Akşam olduğunda bombayı patlattı gene;
-Ben gidip kendime başka bir aile bulacağım, diyerek giriş yaptı. Kendime düşünme payı bırakmak için; neden, diye sordum.
-Çünkü sen bana hep kızıyorsun.
-Haklısın, kötü bir gündü bugün. Sen çok sıkılıyordun, ben de yeterince vakit ayıramadım sana. Ama insanın ailesi bir tanedir, biriciktir. Öyle her kızdığımızda başka aile bulamayız. Hem başka aileyi nereden bulacaksın, dedim.
-Mirza'lara ya da Şule'lere (teyzesine) gideceğim.
-Peki nasıl gideceksin oraya? Neyle gideceksin? Paran var mı?
-Param yok ama sır olan bir yerde var. Kendi başıma çıkıp gideceğim.
Sarılıp Onu çok sevdiğimi ve onsuz çok mutsuz olacağımı hatta yaşayamayacağımı anlattım. Kötü zamanlarım için de özür diledim.

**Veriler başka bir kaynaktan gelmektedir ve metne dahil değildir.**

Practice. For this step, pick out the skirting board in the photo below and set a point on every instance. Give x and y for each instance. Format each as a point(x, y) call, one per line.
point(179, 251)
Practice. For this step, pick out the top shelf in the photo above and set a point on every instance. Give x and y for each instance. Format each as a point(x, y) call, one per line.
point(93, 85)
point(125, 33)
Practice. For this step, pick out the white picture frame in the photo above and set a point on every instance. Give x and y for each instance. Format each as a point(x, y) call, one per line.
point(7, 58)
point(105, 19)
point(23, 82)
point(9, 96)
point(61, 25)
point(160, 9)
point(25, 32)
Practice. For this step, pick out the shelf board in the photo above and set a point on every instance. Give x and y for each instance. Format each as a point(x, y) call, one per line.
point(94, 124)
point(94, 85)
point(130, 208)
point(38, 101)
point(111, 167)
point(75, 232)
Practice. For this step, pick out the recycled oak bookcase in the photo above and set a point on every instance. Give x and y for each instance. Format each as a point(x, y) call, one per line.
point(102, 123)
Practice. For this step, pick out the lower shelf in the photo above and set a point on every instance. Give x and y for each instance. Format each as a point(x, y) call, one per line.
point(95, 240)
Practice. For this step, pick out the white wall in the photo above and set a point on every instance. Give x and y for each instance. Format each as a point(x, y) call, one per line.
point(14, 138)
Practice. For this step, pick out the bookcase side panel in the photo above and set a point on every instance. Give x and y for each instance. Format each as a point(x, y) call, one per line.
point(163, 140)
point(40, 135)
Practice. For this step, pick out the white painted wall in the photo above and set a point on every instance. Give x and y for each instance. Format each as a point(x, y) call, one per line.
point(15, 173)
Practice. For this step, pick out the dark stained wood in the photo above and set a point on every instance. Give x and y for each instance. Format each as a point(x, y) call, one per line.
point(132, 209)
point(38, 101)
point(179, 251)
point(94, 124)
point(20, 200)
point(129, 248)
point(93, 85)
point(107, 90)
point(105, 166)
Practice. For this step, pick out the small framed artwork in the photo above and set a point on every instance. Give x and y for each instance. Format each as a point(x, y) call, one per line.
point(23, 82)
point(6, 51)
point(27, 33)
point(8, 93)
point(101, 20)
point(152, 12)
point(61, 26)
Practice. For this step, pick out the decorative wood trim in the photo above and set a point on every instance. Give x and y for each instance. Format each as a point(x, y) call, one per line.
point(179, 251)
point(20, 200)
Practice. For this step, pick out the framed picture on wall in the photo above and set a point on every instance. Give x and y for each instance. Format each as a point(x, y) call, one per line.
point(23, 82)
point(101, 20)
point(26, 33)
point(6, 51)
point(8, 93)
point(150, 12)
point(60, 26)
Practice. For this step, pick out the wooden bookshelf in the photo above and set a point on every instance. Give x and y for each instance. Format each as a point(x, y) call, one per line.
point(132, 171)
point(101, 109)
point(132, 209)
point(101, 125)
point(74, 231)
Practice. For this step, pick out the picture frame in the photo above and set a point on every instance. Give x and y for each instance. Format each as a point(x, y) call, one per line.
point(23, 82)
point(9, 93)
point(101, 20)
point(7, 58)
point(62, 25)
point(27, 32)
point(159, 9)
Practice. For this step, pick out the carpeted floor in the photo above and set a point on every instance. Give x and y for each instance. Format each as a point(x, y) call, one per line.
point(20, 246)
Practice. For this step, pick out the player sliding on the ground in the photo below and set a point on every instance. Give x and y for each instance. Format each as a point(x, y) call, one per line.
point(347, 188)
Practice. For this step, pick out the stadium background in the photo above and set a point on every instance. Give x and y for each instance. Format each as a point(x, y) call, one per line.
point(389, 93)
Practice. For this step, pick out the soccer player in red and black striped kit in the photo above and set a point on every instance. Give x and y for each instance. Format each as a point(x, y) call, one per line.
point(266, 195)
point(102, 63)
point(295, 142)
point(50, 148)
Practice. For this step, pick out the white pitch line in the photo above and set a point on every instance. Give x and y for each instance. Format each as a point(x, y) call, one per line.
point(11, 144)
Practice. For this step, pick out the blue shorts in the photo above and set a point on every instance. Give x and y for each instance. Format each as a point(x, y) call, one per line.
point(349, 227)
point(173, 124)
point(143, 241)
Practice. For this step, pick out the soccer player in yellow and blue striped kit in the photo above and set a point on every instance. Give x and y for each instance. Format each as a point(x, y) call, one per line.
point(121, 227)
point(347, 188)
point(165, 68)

Geçen gün de "Ben ölürsem görürsün sen." dedi sıkıştığı sırada. "Hem de ölürsem cennete de gitmeyeceğim." Peki nereye gideceksin, diye sorduğumda böyle dünya gibi olmayan bir yere ama cennet de değil, dedi. Araf'a mı gitceksin maazallah dedim. Evet, dedi.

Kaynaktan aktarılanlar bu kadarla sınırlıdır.